Em abril, as vendas de exemplares tiveram uma queda de 47% em comparação a abril de 2019, segundo levantamento da Nielsen Bookscan. O registro de novos ISBNs —número de identificação que todo livro recebe antes de ser lançado — caiu 22% no período. Desde o fechamento do varejo, diversas editoras cancelaram ou adiaram lançamentos por tempo indeterminado.
Segundo Xavier, eventos como as Bienais, lançamentos e festivais literários são essenciais para o mercado brasileiro, ao levar o público a ter contato com autores e livros. "As livrarias também são espaços importantes, não resta dúvida. Elas despertam a vontade pela leitura, apresenta novas opções", explica.
Menos livros vendidos no mundo
O fenômeno de queda na venda de livros físicos foi registrado em vários outros países do mundo. Em Portugal, a Apel (Associação Portuguesa de Editores e Livreiros) estima que durante o estado de emergência, que vigorou de 18 de março a 2 de maio, a queda na venda de livros tenha sido da ordem de 80% em comparação ao mesmo período do ano anterior.
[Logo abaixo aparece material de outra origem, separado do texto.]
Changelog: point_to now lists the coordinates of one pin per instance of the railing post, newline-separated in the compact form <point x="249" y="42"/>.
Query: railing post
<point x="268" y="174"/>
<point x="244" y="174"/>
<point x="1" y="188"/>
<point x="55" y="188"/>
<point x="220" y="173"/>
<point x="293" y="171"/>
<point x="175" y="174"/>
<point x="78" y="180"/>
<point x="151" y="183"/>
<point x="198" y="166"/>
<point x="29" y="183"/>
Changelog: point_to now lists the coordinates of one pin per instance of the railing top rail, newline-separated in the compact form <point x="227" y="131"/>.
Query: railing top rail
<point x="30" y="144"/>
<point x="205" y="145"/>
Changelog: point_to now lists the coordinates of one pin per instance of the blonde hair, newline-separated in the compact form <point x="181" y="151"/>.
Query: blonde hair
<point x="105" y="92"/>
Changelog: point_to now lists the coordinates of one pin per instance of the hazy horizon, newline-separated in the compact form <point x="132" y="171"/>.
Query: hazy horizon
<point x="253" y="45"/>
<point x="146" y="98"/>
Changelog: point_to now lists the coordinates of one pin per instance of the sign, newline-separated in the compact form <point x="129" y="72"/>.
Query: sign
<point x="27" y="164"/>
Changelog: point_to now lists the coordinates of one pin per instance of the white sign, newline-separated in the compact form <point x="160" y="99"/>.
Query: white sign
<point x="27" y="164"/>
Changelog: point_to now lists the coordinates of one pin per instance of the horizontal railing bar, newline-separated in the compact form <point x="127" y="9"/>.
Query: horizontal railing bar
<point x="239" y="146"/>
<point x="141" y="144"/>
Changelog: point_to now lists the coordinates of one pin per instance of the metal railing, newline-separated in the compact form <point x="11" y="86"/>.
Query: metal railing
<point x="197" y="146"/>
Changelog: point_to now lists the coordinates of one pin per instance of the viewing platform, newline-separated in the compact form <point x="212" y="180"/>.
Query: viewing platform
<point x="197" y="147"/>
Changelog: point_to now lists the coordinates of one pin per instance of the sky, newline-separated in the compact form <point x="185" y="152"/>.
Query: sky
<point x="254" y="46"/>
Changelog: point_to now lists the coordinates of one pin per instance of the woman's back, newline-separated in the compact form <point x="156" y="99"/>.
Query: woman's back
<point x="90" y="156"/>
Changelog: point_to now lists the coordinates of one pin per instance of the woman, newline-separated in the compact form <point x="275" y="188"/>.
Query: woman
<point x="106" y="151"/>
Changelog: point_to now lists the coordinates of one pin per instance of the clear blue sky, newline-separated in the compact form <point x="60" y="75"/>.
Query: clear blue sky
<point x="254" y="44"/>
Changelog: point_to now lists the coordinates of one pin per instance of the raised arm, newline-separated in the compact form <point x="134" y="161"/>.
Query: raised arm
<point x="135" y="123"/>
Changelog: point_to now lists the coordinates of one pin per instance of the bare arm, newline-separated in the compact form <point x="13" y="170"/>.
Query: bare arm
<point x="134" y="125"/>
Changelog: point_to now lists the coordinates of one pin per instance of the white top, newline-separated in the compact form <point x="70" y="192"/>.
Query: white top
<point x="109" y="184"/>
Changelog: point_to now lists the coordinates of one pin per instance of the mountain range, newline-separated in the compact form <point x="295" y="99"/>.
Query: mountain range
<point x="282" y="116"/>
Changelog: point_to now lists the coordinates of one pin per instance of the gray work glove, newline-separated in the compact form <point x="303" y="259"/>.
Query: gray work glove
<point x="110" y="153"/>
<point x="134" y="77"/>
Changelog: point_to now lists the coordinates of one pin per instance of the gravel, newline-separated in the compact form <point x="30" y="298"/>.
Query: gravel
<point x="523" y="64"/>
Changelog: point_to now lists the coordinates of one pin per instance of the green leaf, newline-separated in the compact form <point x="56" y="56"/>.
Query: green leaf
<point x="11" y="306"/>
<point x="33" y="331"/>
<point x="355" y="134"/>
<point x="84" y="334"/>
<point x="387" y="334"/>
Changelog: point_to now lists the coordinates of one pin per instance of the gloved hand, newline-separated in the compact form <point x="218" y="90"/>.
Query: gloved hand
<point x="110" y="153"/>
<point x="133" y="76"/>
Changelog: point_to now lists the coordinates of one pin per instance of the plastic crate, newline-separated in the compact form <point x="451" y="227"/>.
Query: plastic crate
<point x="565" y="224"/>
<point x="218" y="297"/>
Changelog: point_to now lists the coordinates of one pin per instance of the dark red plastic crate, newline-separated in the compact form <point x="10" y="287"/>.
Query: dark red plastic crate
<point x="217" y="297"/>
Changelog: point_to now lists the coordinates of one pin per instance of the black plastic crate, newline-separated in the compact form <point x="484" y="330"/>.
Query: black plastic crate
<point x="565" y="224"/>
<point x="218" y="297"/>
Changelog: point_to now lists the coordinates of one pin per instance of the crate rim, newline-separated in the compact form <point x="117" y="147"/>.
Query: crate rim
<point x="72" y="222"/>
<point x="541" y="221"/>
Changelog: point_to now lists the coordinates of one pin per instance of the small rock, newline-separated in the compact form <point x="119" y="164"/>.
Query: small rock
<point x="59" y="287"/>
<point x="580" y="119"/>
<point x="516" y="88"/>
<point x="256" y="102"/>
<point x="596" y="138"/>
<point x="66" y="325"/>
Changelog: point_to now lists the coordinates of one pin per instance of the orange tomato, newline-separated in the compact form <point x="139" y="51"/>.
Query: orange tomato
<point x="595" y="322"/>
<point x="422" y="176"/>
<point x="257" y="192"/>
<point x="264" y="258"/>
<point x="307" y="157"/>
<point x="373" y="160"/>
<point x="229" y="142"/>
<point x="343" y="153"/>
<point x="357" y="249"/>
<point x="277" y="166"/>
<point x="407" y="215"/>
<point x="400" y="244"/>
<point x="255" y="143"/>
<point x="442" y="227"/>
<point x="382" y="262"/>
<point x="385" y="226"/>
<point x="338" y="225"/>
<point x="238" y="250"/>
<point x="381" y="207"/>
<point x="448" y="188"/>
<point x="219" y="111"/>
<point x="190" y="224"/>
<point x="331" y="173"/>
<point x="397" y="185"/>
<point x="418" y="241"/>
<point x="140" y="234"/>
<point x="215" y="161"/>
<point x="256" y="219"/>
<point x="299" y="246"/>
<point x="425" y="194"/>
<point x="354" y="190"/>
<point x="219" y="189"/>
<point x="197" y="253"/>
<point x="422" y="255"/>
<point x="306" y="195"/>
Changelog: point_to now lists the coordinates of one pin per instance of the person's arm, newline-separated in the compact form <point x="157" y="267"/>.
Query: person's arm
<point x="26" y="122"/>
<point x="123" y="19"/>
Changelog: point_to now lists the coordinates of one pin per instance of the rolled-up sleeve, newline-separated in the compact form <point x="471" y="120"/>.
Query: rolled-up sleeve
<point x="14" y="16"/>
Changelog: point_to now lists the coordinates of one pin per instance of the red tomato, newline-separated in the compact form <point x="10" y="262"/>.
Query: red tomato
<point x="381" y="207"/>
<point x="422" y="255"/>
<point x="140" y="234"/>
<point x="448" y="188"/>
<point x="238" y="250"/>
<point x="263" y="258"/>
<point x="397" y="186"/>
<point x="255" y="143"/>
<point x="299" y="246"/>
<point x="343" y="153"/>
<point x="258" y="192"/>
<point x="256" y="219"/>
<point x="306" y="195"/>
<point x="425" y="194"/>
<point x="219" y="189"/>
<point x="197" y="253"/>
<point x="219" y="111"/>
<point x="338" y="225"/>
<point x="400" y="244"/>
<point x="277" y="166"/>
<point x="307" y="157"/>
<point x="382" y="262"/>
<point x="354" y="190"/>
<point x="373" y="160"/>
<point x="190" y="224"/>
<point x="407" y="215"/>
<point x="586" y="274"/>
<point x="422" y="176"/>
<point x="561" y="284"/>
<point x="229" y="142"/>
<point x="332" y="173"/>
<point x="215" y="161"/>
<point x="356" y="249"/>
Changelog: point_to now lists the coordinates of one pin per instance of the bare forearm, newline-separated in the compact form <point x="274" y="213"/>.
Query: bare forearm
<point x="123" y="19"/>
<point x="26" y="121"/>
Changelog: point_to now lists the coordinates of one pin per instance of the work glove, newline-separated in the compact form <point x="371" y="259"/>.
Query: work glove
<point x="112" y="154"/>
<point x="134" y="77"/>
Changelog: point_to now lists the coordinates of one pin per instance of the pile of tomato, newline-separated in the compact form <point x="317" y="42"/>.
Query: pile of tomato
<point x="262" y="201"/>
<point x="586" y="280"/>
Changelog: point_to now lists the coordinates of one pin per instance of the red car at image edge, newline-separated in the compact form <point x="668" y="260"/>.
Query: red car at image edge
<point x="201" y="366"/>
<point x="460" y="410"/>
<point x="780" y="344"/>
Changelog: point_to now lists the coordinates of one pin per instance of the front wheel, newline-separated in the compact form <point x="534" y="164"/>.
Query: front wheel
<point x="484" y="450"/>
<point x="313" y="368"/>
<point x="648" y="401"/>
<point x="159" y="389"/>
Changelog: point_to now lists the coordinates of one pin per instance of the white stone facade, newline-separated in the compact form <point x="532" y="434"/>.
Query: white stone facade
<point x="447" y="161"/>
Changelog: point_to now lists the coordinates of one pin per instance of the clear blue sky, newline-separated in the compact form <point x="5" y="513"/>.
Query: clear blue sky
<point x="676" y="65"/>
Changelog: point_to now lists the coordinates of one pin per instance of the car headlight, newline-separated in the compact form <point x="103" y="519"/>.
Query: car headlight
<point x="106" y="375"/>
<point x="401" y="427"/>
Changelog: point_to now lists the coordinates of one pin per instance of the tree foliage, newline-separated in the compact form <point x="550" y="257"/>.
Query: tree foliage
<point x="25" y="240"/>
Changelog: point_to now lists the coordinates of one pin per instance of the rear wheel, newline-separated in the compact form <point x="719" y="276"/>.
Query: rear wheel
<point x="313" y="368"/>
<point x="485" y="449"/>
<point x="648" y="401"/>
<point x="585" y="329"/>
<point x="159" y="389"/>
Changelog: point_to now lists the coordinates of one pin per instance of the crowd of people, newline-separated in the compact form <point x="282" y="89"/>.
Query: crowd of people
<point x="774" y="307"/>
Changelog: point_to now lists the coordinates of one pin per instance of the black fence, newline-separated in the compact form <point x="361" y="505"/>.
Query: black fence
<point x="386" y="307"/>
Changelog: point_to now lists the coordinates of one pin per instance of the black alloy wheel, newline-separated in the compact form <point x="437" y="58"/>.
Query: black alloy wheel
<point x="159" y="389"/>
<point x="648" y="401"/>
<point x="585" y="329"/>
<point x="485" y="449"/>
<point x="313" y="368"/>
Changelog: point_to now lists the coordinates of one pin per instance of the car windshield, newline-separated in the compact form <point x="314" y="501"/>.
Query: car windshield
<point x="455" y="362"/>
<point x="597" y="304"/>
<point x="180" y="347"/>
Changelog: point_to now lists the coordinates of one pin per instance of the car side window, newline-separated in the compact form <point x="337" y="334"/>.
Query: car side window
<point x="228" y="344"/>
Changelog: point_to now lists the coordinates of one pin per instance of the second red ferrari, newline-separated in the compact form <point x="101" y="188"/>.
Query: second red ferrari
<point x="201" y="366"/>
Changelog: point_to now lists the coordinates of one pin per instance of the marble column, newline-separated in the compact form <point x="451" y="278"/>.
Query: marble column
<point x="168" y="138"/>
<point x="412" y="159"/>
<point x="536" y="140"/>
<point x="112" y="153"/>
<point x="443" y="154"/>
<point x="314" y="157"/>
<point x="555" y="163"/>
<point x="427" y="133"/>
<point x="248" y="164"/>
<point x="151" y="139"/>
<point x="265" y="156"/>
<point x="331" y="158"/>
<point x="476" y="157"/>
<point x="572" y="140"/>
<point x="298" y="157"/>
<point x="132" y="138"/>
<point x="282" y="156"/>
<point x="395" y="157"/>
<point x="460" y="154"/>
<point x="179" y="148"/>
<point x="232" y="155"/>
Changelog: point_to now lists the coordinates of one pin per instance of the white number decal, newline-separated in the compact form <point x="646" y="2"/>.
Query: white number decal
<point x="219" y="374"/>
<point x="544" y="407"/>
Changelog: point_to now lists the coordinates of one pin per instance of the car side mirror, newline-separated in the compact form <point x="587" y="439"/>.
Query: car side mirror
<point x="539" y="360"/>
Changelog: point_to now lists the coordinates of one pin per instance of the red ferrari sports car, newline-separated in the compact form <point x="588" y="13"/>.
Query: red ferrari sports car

Até mesmo na França, país em que as pessoas leem em média 21 livros por ano, um levantamento do Instituto GFK mostra que o mercado livreiro registrou uma queda histórica de 58% no número de exemplares vendidos no período de 16 de março a 12 de abril de 2020, em comparação ao mesmo período de 2019.
Nos Estados Unidos tem acontecido o mesmo, mas em outro ritmo. Entre 18 e 25 de abril, o total de vendas de impressos foi apenas 3,2% menor em relação ao mesmo período em 2019, segundo relatório do NPD BookScan. O forte crescimento da categoria não-ficção para jovens (mais de 43%) ajudou a segurar os números gerais. Segundo pesquisadores, a procura deve-se ao fato de os pais estarem em busca de materiais para ajudar no estudo dos filhos em casa.
No Reino Unido, na semana anterior ao lockdown (decretado a partir de 23 de março), houve um crescimento de 6% na vendas de livros em relação a 2019, segundo a consultoria Nielsen. O aumento indica que os britânicos fizeram um pequeno estoque também de livros em preparação para o período de confinamento. Os números totais de abril, contudo, devem ser negativos. A WHSmith, considerada a primeira rede de livrarias do mundo, anunciou uma queda 85% no faturamento do mês, apesar de ter aumentado a venda online em 400%.
Livro digital
Os números de leitura tanto no Brasil quanto no mundo são incompletos porque não incluem as versões digitais. A Amazon, dona da principal plataforma de venda de ebooks, não divulga suas vendas. A reportagem de TAB entrou em contato com a Amazon, mas não obteve resposta. O que se sabe é que, em março, o Kindle fez o maior pagamento de royalties para autores pelo fundo chamado KDP da história, um total de US$ 30,3 milhões, o que representa 20% a mais do que no ano anterior.
Apesar de o mercado editorial e livreiro mundial expressar preocupação e tentar incentivar a leitura durante o período de pandemia, individualmente, as pessoas não deveriam se sentir culpadas por se distanciar dos livros neste momento de exceção, defende o escritor português e professor universitário Gonçalo Tavares. "Este é um momento de suspensão. Se calhar, no Brasil está ainda mais difícil alguém alhear-se da realidade e ler. Que ninguém se force a fazer nada que não tem vontade. Não faz sentido criar mais uma obrigação numa situação tão tensa", afirma.